The word nootropic was coined in 1972 by a Romanian psychologist and chemist, Corneliu E. Giurgea, from the Greek words νοῦς (nous), or "mind", and τρέπειν (trepein), meaning to bend or turn.


While many substances are purported to improve cognition, research is at a preliminary stage as of 2018, and the effects of the majority of these agents are not fully determined.




Racetams, such as piracetam, oxiracetam, and aniracetam, which are often marketed as cognitive enhancers and sold over-the-counter.] The racetams have poorly understood mechanisms, although piracetam and aniracetam are known to act as positive allosteric modulators of AMPA receptors and appear to modulate cholinergic systems.




Piracetam is the proto-typical racetam drug: Mechanism of Action of Piracetam:


Piracetam influences neuronal and vascular functions and influences cognitive function without acting as a sedative or stimulant [P1].

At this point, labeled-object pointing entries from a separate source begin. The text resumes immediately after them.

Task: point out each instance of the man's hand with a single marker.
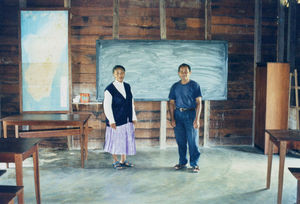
(173, 123)
(113, 126)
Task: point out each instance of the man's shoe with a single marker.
(179, 166)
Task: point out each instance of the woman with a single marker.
(120, 119)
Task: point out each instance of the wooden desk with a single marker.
(296, 173)
(8, 193)
(78, 121)
(16, 150)
(280, 138)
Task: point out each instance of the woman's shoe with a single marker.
(195, 169)
(127, 164)
(179, 166)
(117, 165)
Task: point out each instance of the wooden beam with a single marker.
(162, 16)
(67, 3)
(116, 20)
(163, 104)
(257, 56)
(208, 36)
(291, 42)
(208, 20)
(163, 125)
(280, 31)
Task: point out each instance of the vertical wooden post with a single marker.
(67, 4)
(257, 57)
(291, 42)
(207, 103)
(297, 98)
(280, 32)
(116, 20)
(163, 104)
(163, 125)
(22, 4)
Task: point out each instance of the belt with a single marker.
(185, 109)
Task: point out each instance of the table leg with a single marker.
(270, 157)
(281, 170)
(35, 157)
(298, 192)
(82, 146)
(16, 131)
(4, 129)
(19, 175)
(86, 136)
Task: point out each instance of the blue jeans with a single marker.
(185, 133)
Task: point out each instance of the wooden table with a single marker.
(16, 150)
(296, 173)
(280, 138)
(79, 122)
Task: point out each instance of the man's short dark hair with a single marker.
(118, 67)
(184, 65)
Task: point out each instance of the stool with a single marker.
(296, 173)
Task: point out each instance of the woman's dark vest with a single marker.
(121, 107)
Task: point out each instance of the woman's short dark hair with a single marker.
(184, 65)
(118, 67)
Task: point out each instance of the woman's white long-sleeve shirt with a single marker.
(107, 103)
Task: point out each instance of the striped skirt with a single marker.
(120, 140)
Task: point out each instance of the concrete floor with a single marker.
(227, 175)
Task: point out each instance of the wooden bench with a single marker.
(8, 193)
(296, 173)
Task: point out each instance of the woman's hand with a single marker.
(113, 126)
(173, 123)
(196, 124)
(134, 122)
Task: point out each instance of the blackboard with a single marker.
(152, 66)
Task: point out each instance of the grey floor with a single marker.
(227, 175)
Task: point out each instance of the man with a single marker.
(185, 109)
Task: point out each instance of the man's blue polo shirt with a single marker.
(185, 94)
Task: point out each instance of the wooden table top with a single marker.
(17, 145)
(48, 117)
(295, 172)
(285, 135)
(2, 172)
(6, 198)
(10, 189)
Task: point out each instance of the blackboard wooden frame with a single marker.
(66, 88)
(151, 66)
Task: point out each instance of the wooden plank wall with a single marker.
(230, 121)
(231, 20)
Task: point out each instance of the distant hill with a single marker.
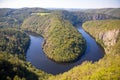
(115, 12)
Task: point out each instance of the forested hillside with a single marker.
(15, 17)
(108, 68)
(63, 43)
(109, 11)
(13, 41)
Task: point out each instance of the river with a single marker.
(36, 56)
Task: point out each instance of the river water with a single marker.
(36, 56)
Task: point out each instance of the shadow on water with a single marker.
(36, 56)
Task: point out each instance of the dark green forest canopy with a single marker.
(105, 69)
(63, 43)
(13, 41)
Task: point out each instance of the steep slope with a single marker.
(108, 67)
(63, 43)
(109, 11)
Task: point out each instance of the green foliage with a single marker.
(13, 41)
(109, 11)
(12, 68)
(63, 43)
(108, 68)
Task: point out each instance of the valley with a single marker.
(69, 45)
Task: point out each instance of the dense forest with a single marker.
(14, 41)
(63, 43)
(108, 68)
(58, 28)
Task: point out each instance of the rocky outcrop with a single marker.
(109, 38)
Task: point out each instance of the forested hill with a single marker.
(79, 17)
(63, 43)
(109, 11)
(15, 17)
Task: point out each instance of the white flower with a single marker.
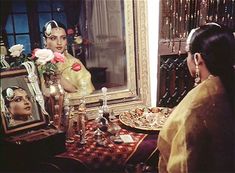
(16, 50)
(44, 56)
(48, 30)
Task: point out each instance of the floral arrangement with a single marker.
(17, 55)
(48, 59)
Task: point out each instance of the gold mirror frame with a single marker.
(137, 92)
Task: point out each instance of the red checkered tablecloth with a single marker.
(113, 156)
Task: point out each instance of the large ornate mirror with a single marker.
(114, 47)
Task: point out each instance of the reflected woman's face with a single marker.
(57, 41)
(20, 107)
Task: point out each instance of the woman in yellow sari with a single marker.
(199, 134)
(76, 82)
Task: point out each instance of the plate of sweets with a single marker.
(145, 118)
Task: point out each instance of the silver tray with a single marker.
(151, 119)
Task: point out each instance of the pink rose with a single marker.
(76, 66)
(16, 50)
(44, 56)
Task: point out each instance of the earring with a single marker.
(197, 75)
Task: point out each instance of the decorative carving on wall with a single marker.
(175, 80)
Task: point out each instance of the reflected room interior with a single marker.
(110, 37)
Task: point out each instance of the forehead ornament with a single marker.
(10, 94)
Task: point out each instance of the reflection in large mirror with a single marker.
(108, 36)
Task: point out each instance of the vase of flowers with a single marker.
(50, 79)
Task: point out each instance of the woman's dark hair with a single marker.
(52, 24)
(216, 44)
(7, 100)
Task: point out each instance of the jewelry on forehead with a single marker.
(49, 27)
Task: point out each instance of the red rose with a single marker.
(33, 53)
(76, 66)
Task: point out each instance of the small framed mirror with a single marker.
(19, 109)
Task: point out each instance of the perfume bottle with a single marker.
(105, 106)
(81, 121)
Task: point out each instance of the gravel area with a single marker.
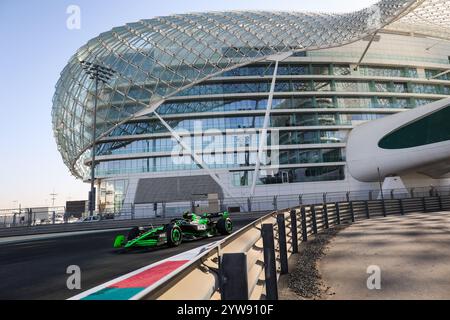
(305, 280)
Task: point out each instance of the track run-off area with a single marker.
(35, 268)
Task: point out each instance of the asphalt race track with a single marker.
(37, 269)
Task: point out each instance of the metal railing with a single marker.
(57, 215)
(248, 264)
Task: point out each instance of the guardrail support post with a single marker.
(313, 218)
(325, 215)
(352, 211)
(270, 268)
(234, 281)
(304, 228)
(282, 243)
(366, 204)
(294, 231)
(338, 214)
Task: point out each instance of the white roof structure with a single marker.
(157, 58)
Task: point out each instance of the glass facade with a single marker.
(207, 76)
(215, 121)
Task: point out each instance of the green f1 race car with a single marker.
(190, 227)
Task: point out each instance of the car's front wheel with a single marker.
(174, 235)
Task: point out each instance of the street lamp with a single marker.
(104, 74)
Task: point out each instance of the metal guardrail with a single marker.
(99, 225)
(248, 264)
(28, 217)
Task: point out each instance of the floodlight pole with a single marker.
(97, 73)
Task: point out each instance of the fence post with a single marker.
(352, 211)
(304, 228)
(338, 214)
(325, 215)
(366, 204)
(282, 243)
(313, 218)
(294, 231)
(270, 268)
(234, 281)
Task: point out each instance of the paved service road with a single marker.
(37, 269)
(412, 251)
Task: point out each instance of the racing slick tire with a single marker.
(174, 235)
(225, 226)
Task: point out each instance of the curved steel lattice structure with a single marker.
(158, 58)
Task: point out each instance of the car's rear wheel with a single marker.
(225, 226)
(174, 235)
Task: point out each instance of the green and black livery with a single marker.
(190, 227)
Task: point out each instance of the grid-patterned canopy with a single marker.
(157, 58)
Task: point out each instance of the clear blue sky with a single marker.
(36, 45)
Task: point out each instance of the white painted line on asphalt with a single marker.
(188, 255)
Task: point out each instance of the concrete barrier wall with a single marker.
(99, 225)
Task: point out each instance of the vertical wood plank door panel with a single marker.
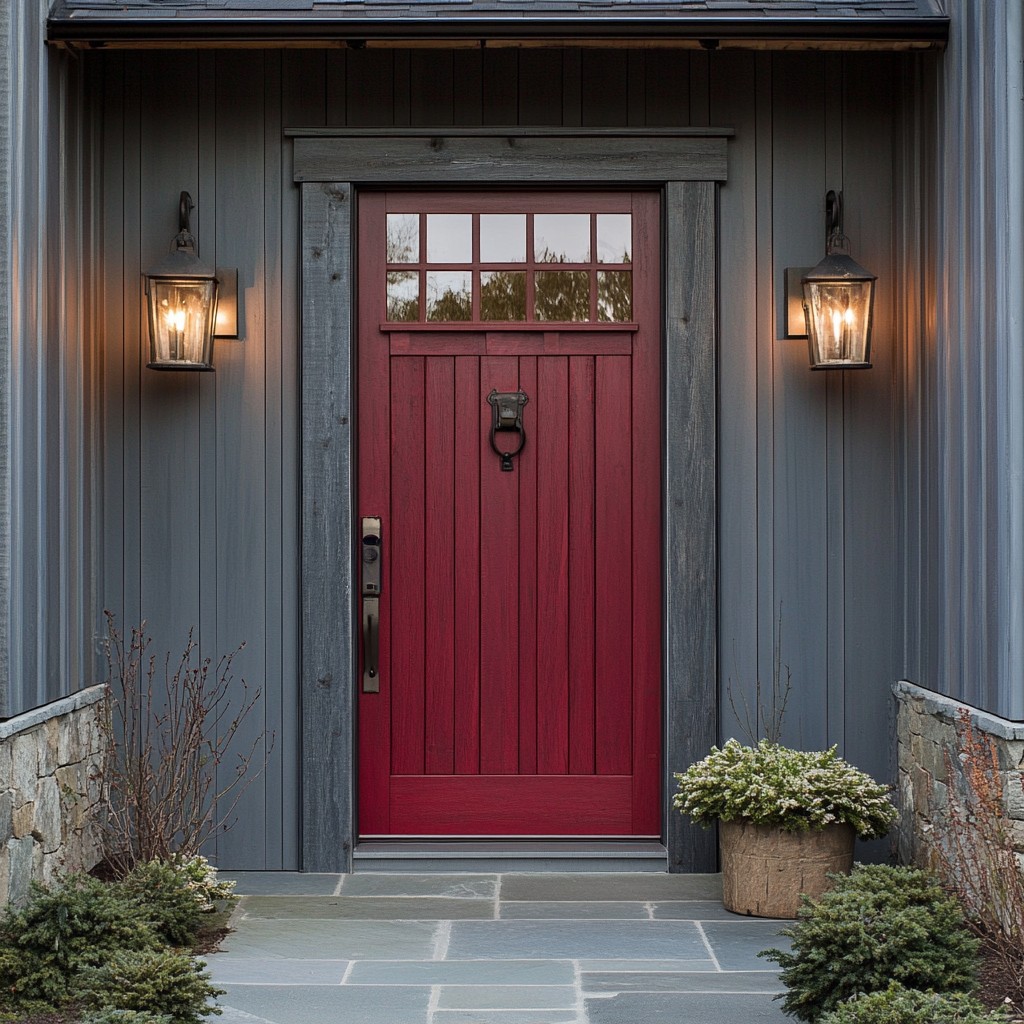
(519, 625)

Piracetam is a positive allosteric modulator of the AMPA receptor, although this action is very weak and its clinical effects may not necessarily be mediated by this action.[P2] It is hypothesized to act on ion channels or ion carriers, thus leading to increased neuron excitability. Piracetam has been found to increase blood flow and oxygen consumption in parts of the brain, but this may be a side effect of increased brain activity rather than a primary effect or mechanism of action for the drug.


Piracetam improves the function of the neurotransmitter acetylcholine via muscarinic cholinergic (ACh) receptors, which are implicated in memory processes. Furthermore, piracetam may have an effect on NMDA glutamate receptors, which are involved with learning and memory processes.It has been found to increase oxygen consumption in the brain, apparently in connection to ATP metabolism, and increases the activity of adenylate kinase in rat brains.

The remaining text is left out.